I believed that the *most powerful hypothesis test* for comparing two normal distributions with different mean values, but a common standard deviation, uses the *average value* as *test statistics*. However, I tried to calculate the sample size using a Monte Carlo simulation and compared the two cases: (a) using the numeric average value as test statistic, and (b) transforming the data first to ranks and then calculating the average value. What I found is the ranked data yields a smaller sample size. How is that possible?

Here is what I do:
1. I draw $N$ random numbers from the two following distributions $N(\mu_0, \sigma_0)$, and $N(\mu_1, \sigma_1)$, where  $\mu_0 = 0$, $\mu_1 = 1$, and $\sigma_1=\sigma_0 = 1$. [I also checked $\mu_1 = 0.25$ and obtain a similar result.]

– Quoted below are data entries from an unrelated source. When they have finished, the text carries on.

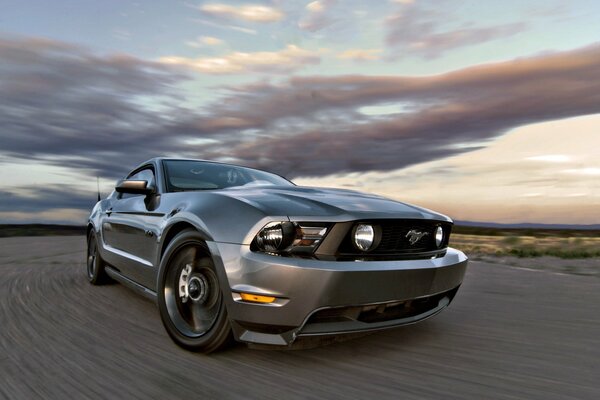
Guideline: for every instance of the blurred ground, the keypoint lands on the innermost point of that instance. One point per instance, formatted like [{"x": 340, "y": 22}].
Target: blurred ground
[{"x": 511, "y": 333}]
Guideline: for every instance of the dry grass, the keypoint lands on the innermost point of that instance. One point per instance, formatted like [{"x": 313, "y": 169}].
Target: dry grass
[{"x": 527, "y": 246}]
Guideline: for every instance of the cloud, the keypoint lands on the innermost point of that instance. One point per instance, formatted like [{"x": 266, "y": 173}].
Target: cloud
[
  {"x": 63, "y": 105},
  {"x": 248, "y": 13},
  {"x": 317, "y": 16},
  {"x": 311, "y": 126},
  {"x": 38, "y": 199},
  {"x": 289, "y": 59},
  {"x": 204, "y": 41},
  {"x": 416, "y": 30},
  {"x": 360, "y": 54}
]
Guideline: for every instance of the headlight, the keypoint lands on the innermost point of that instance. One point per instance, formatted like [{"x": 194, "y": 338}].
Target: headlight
[
  {"x": 275, "y": 236},
  {"x": 439, "y": 236},
  {"x": 282, "y": 237},
  {"x": 363, "y": 237}
]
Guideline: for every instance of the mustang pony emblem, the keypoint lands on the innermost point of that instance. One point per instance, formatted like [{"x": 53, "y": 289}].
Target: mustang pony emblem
[{"x": 414, "y": 236}]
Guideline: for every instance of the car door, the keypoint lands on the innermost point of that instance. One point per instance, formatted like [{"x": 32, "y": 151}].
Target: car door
[{"x": 130, "y": 229}]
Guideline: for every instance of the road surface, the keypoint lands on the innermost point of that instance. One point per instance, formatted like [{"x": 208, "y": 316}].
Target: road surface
[{"x": 509, "y": 334}]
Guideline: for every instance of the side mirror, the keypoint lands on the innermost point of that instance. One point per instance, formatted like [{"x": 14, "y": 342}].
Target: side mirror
[{"x": 134, "y": 187}]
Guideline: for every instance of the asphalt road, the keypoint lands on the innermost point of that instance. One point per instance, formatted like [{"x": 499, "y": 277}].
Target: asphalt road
[{"x": 509, "y": 334}]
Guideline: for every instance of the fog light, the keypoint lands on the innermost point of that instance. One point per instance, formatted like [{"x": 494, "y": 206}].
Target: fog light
[
  {"x": 255, "y": 298},
  {"x": 363, "y": 237}
]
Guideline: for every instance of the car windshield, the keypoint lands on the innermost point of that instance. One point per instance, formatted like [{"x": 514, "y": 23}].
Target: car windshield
[{"x": 185, "y": 175}]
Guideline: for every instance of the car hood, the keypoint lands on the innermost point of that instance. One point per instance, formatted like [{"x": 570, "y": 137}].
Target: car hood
[{"x": 298, "y": 201}]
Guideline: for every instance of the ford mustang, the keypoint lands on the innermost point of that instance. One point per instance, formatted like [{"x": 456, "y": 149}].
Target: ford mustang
[{"x": 229, "y": 252}]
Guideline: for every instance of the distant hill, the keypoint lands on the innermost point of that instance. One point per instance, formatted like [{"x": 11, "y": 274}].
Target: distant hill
[
  {"x": 464, "y": 227},
  {"x": 537, "y": 230},
  {"x": 8, "y": 230},
  {"x": 527, "y": 225}
]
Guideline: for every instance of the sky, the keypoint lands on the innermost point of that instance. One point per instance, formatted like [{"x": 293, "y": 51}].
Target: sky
[{"x": 485, "y": 111}]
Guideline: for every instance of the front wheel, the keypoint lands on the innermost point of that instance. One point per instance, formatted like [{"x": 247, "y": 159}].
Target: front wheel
[
  {"x": 190, "y": 300},
  {"x": 95, "y": 265}
]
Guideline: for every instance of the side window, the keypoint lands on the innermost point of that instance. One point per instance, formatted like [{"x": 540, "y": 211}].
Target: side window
[{"x": 143, "y": 175}]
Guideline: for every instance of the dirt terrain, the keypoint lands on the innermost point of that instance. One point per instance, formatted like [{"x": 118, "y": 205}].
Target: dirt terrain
[{"x": 511, "y": 333}]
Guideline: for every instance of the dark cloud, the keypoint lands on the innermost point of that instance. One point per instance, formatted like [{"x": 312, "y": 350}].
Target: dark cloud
[
  {"x": 62, "y": 104},
  {"x": 39, "y": 199},
  {"x": 415, "y": 29},
  {"x": 443, "y": 115}
]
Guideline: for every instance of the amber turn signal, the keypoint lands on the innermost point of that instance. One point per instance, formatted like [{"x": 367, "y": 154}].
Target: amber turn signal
[{"x": 255, "y": 298}]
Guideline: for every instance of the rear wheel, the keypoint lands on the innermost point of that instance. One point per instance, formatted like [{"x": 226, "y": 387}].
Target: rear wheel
[
  {"x": 189, "y": 296},
  {"x": 95, "y": 265}
]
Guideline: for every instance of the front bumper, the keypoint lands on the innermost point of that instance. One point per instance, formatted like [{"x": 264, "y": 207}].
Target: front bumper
[{"x": 317, "y": 297}]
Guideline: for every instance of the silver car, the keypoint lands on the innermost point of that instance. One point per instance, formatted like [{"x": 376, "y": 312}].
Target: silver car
[{"x": 230, "y": 252}]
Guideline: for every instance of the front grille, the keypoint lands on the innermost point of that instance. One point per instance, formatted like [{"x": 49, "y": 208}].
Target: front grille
[{"x": 395, "y": 240}]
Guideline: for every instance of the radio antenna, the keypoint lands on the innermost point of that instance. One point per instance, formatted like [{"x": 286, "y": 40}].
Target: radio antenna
[{"x": 98, "y": 185}]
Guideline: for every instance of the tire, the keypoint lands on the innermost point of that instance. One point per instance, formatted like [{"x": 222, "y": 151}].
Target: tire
[
  {"x": 95, "y": 265},
  {"x": 189, "y": 296}
]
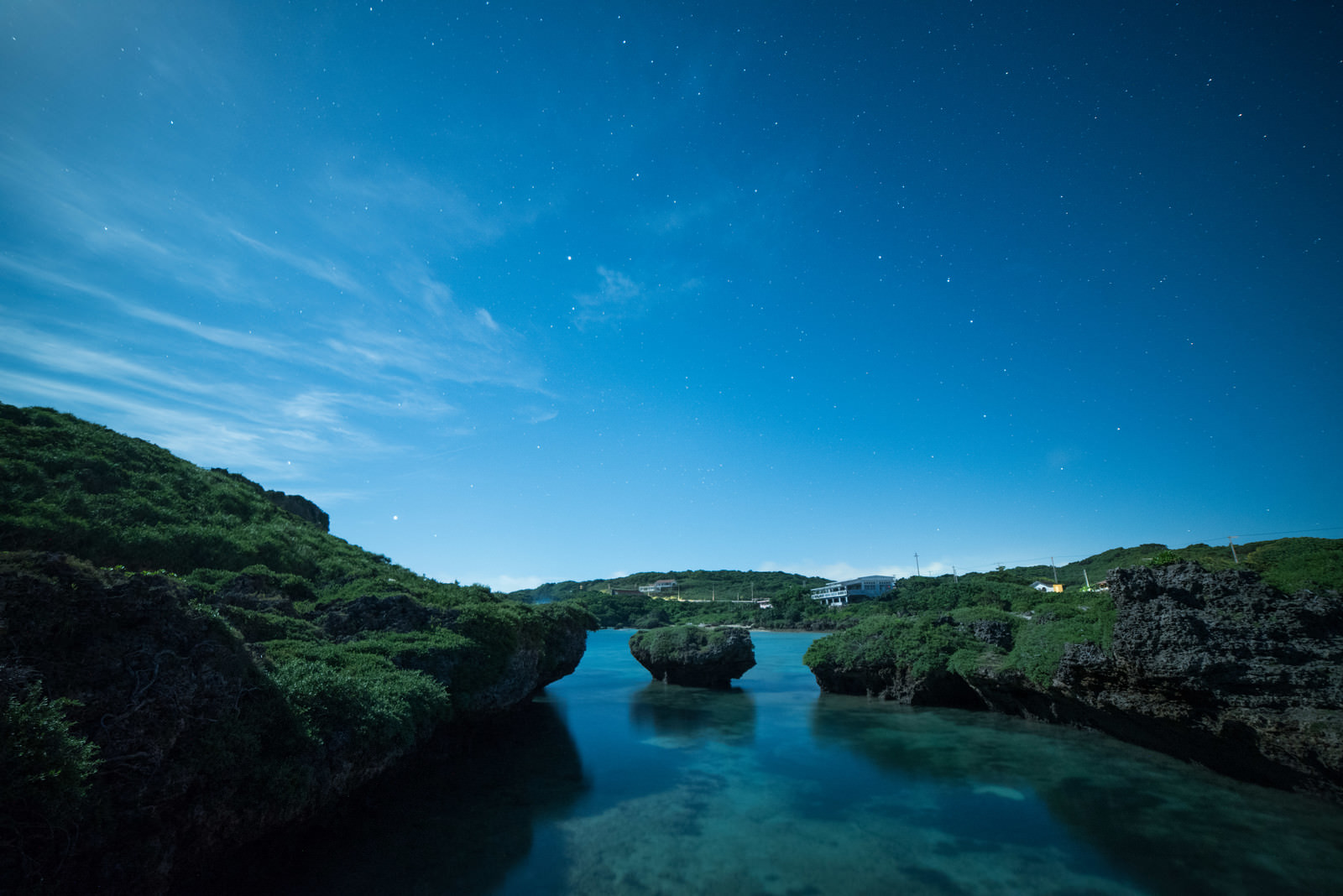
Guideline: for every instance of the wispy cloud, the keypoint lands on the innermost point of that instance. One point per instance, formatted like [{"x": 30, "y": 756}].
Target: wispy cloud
[
  {"x": 615, "y": 298},
  {"x": 319, "y": 268}
]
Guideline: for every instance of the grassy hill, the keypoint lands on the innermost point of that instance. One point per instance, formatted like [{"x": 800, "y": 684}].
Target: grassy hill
[{"x": 187, "y": 665}]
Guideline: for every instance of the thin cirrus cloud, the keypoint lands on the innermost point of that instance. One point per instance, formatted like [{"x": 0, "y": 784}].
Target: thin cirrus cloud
[{"x": 617, "y": 298}]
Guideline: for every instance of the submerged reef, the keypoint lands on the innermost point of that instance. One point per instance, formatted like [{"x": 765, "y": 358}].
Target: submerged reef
[{"x": 1213, "y": 667}]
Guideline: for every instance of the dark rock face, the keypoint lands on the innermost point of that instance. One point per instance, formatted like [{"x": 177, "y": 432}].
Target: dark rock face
[
  {"x": 371, "y": 613},
  {"x": 1221, "y": 669},
  {"x": 295, "y": 504},
  {"x": 695, "y": 656},
  {"x": 301, "y": 508},
  {"x": 199, "y": 750},
  {"x": 1215, "y": 669}
]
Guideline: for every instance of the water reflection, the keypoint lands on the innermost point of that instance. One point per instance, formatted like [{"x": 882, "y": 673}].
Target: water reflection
[
  {"x": 695, "y": 714},
  {"x": 457, "y": 821},
  {"x": 1166, "y": 826}
]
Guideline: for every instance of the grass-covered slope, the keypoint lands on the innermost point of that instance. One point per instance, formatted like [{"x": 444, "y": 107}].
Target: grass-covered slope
[{"x": 186, "y": 665}]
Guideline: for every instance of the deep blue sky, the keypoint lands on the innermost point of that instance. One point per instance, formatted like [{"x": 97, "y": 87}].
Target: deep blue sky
[{"x": 530, "y": 291}]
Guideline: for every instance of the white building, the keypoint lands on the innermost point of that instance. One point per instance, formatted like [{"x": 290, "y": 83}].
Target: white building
[{"x": 853, "y": 589}]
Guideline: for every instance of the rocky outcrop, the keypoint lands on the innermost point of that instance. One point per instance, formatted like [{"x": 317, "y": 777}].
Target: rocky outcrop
[
  {"x": 1217, "y": 669},
  {"x": 199, "y": 739},
  {"x": 295, "y": 504},
  {"x": 301, "y": 508},
  {"x": 695, "y": 656}
]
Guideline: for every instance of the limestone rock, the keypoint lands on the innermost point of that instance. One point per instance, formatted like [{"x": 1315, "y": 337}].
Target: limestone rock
[{"x": 695, "y": 656}]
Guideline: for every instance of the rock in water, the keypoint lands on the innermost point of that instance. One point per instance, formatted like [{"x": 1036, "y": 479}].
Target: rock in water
[{"x": 695, "y": 656}]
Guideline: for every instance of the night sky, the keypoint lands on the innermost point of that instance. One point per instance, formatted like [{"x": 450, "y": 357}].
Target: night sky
[{"x": 532, "y": 291}]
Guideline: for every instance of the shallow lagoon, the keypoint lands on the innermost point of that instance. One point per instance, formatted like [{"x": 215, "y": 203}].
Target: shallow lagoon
[{"x": 611, "y": 784}]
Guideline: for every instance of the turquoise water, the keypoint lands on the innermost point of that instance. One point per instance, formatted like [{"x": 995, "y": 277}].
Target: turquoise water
[{"x": 611, "y": 784}]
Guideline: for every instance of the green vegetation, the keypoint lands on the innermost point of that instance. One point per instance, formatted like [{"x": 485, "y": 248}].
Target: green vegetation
[
  {"x": 212, "y": 664},
  {"x": 672, "y": 643},
  {"x": 46, "y": 765}
]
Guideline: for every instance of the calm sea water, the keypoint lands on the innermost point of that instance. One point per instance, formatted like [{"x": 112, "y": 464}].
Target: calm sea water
[{"x": 613, "y": 784}]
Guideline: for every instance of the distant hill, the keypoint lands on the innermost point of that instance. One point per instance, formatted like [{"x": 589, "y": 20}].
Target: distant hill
[
  {"x": 1289, "y": 564},
  {"x": 692, "y": 585}
]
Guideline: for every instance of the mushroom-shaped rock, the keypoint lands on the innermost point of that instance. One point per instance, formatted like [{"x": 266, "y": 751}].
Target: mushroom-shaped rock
[{"x": 695, "y": 656}]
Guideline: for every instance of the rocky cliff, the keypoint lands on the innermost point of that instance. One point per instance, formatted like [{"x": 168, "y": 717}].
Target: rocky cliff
[
  {"x": 1215, "y": 669},
  {"x": 144, "y": 728},
  {"x": 695, "y": 656}
]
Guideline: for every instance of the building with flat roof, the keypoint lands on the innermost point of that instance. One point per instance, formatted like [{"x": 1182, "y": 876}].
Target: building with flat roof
[{"x": 853, "y": 589}]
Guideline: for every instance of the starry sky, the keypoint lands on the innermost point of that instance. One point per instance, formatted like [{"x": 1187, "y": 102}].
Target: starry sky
[{"x": 535, "y": 291}]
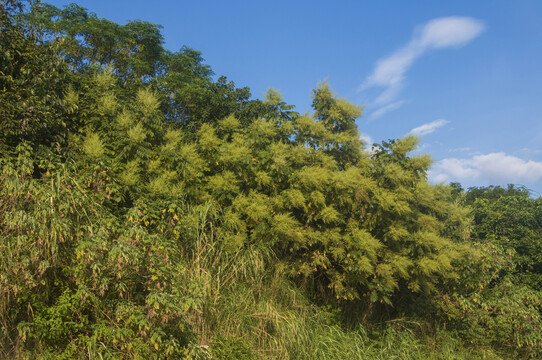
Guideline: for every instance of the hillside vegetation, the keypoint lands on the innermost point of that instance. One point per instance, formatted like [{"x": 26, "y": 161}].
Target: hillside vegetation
[{"x": 150, "y": 210}]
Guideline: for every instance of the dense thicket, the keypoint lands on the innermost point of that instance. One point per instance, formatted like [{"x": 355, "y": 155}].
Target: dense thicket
[{"x": 150, "y": 211}]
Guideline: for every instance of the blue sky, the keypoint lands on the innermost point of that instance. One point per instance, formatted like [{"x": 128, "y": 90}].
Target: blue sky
[{"x": 466, "y": 76}]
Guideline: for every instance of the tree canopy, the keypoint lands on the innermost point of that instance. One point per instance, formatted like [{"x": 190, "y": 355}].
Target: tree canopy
[{"x": 149, "y": 210}]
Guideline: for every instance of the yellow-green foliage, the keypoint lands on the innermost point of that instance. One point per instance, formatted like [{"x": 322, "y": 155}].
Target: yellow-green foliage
[
  {"x": 93, "y": 146},
  {"x": 176, "y": 218},
  {"x": 147, "y": 101}
]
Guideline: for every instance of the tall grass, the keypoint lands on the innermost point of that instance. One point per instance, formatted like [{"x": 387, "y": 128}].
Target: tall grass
[{"x": 249, "y": 299}]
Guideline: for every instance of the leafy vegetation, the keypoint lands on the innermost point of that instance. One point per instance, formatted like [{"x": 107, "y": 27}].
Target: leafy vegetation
[{"x": 148, "y": 211}]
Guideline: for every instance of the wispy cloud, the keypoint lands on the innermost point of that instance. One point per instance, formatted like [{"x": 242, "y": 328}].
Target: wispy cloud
[
  {"x": 489, "y": 168},
  {"x": 428, "y": 128},
  {"x": 384, "y": 109},
  {"x": 441, "y": 33}
]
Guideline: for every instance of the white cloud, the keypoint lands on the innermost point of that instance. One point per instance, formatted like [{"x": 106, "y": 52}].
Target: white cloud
[
  {"x": 446, "y": 32},
  {"x": 428, "y": 128},
  {"x": 462, "y": 149},
  {"x": 493, "y": 168}
]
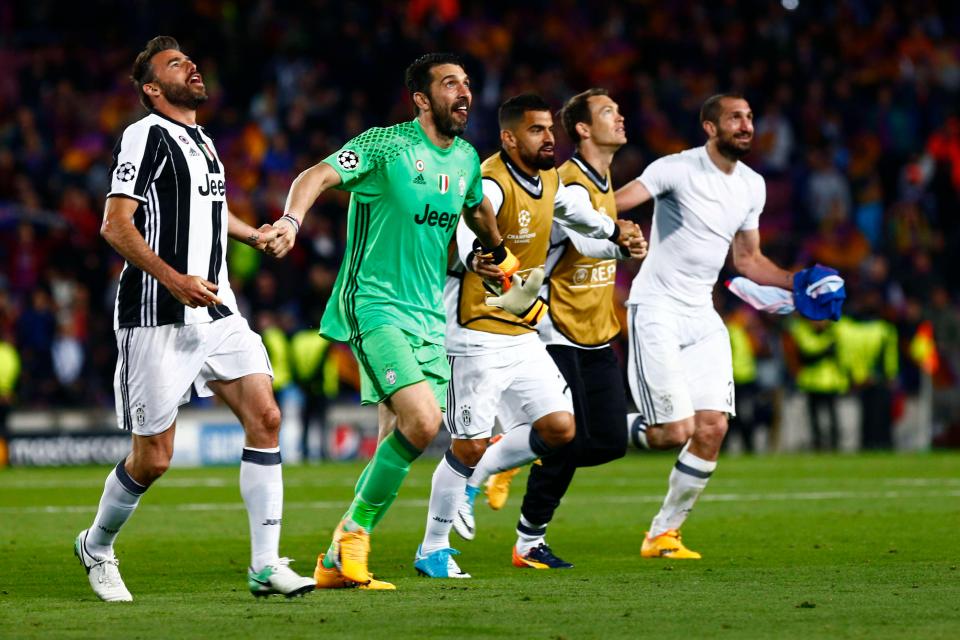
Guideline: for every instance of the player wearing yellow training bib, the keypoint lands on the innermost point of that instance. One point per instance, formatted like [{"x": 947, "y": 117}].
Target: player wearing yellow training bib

2. I calculate the test statistic (average value)

3. I repeat step 1+2 "many" times (10 000) to obtain a reliable answer.

4. I calculate the producer and consumer risk and check whether they satisfy
* producer risk (type I error) $\alpha \le 5\%$ and simultaneously 
* consumer risk (type II error) $\beta \le 20\%$. 

5. If the conditions in step 4 are not satisfied, I increase the sample size $N$.

The hypothesis test I performed is two-sided.
If I use the **numeric** value of random numbers for each distribution the conditions are satisfied for the sample size $N=8$. This is fine and consistent with analytic calculations. However, if I transform the random numbers to **ranks**,
>    Example: (0.0590,    0.5607,    0.1573,    0.5472) becomes  (1,     4,    2,     3)

and then calculate the test statistic (again the average value) 
the sample size is only $N = 5$. 

Intuitively, I get that the ranking increases the separation of the samples. However, I was convinced that the most powerful test is the one which uses the numeric average value. What am I missing? Is it just a bug in my program?